With his prescription in hand, LeBlanc can access cannabis just as any other user. But he says his MS diagnosis requires organically-grown, chemical-free cannabis, something he cannot afford to buy from a licensed producer due to costs.  

This is why LeBlanc wants to grow his own.

LeBlanc says he was licensed under federal regulations that have since been replaced, and he’s had to resubmit licensing applications as the legislation around legalization evolves.

He says he now doesn’t know when any of his license applications – to grow for himself and become a designated grower – will come through, or where they will come from. He wants the license, most of all, to show his housing authority why he “should be allowed to grow plants at home,” he said.

He has concerns about the number of unknowns as he awaits answers, and he worries about possible eviction.

He says he’s confident he won’t be arrested.

“I honestly feel after a five-minute conversation with law enforcement, or anyone who’s informed on the subject – I don’t really expect any persecution at this point,” says LeBlanc.

Clarity lacking on licensing, rights

When Kings County News contacted the provincial government regarding what the rights of tenants who grow and consume medical cannabis are, the government’s response indicated it is a federal issue under Health Canada.

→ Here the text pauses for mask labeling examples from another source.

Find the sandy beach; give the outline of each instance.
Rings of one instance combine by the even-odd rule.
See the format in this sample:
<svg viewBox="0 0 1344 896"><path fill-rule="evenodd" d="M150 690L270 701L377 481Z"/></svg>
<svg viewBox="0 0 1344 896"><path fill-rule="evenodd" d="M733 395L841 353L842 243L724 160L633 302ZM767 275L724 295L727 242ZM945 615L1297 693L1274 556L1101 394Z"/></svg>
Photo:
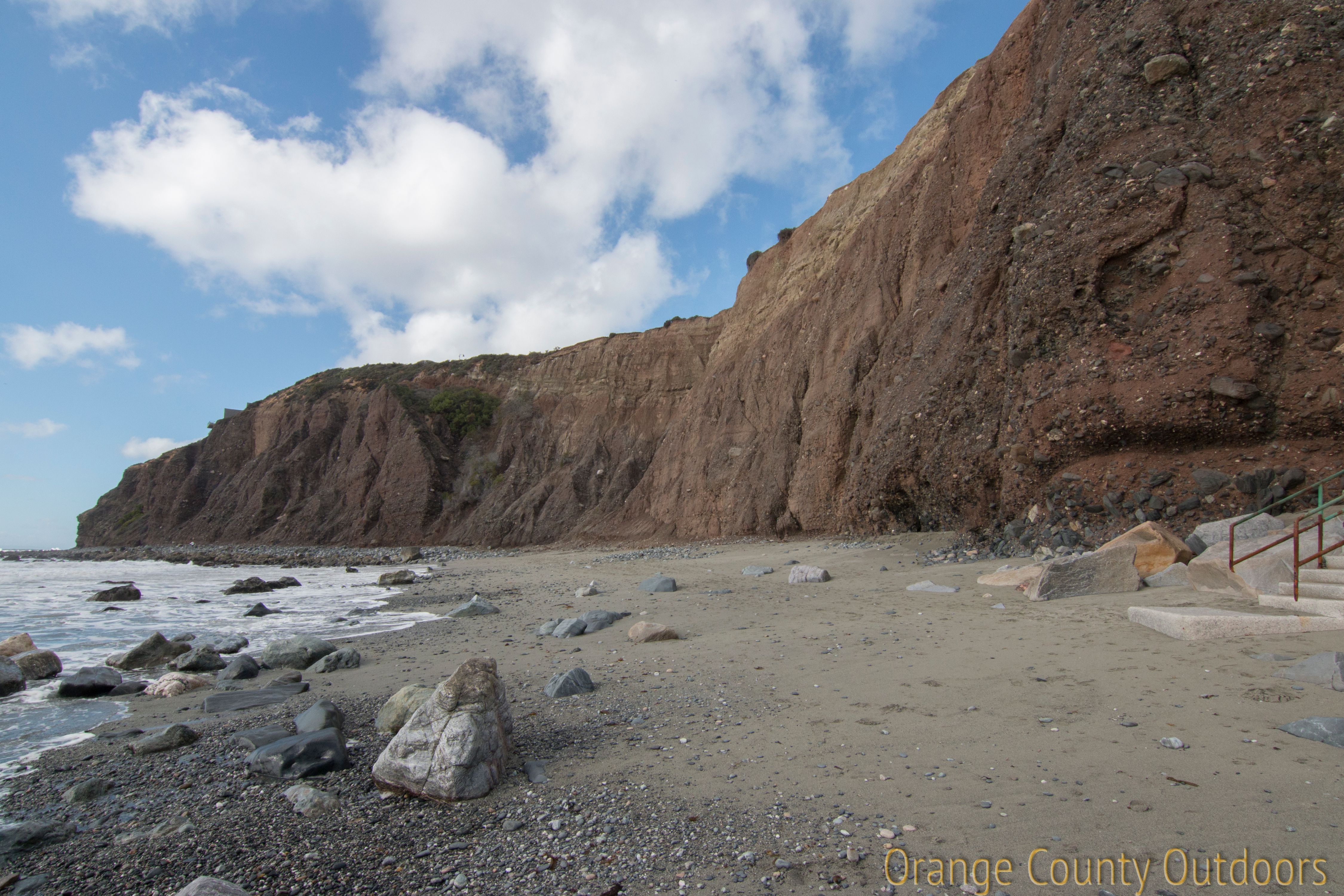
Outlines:
<svg viewBox="0 0 1344 896"><path fill-rule="evenodd" d="M1340 649L1339 633L1175 641L1125 611L1250 607L1187 588L1031 603L976 584L1003 560L919 556L954 537L452 562L392 606L445 613L480 594L500 614L341 642L360 652L360 668L309 676L312 690L278 707L203 716L208 690L136 697L98 739L44 754L12 782L4 810L55 827L4 869L46 873L46 893L81 895L173 893L203 873L289 895L598 896L617 884L628 893L875 892L887 885L888 849L900 846L906 873L918 870L905 892L956 892L969 872L982 893L1082 892L1098 873L1117 896L1181 893L1210 860L1227 885L1270 868L1292 880L1263 889L1335 889L1344 755L1275 728L1339 716L1344 695L1274 678L1289 664L1254 654ZM789 560L832 580L788 584ZM747 564L774 572L743 576ZM679 590L637 591L655 572ZM906 590L926 579L960 591ZM575 598L590 580L601 594ZM632 615L578 638L534 634L593 609ZM632 645L625 633L638 621L681 639ZM372 728L383 701L480 656L497 660L513 701L503 785L457 805L380 798L368 768L387 742ZM542 695L574 666L591 674L594 693ZM339 794L341 811L304 818L281 797L292 782L247 775L246 750L227 736L319 697L344 711L359 746L355 768L308 782ZM137 758L117 736L175 721L202 739ZM1168 736L1187 748L1161 747ZM524 760L544 762L548 780L528 782ZM116 787L81 806L59 799L90 776ZM180 833L125 837L177 817ZM524 825L505 830L508 819ZM862 857L851 861L847 848ZM1168 881L1164 860L1176 881L1187 858L1195 879Z"/></svg>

Communications representatives from the federal government responded to the request by referring the inquiring journalist to the Health Canada website, and declined to offer further comments.

When Kings County News contacted the Municipality of the County of Kings, because federal legislation allows for some municipal regulations regarding rental properties, the municipality recommended reaching out to the Town of Wolfville.

“We don’t deal with that,” said Town of Wolfville bylaw enforcement officer Blair MacMurtery.

Housing Nova Scotia spokesperson Shannon Kerr provided a prepared statement via email.

“While smoking cannabis may be prohibited in smoke-free units, consumption is permitted in other common forms or methods such as oils, vaporization, or edibles,” she said.

Medical cannabis use is managed in accordance with the Residential Tenancies Act.

LeBlanc hopes future licenses will finally afford him clarity and, in turn, help him not only grow his own medical cannabis, but also become a legally licensed producer who can help other low-income patients access “affordable, pesticide-free cannabis they won’t react to.”

“I don’t want to make a profit – I just want to provide access,” says LeBlanc.

“Growing is a way I could help others in the community facing these same challenges.”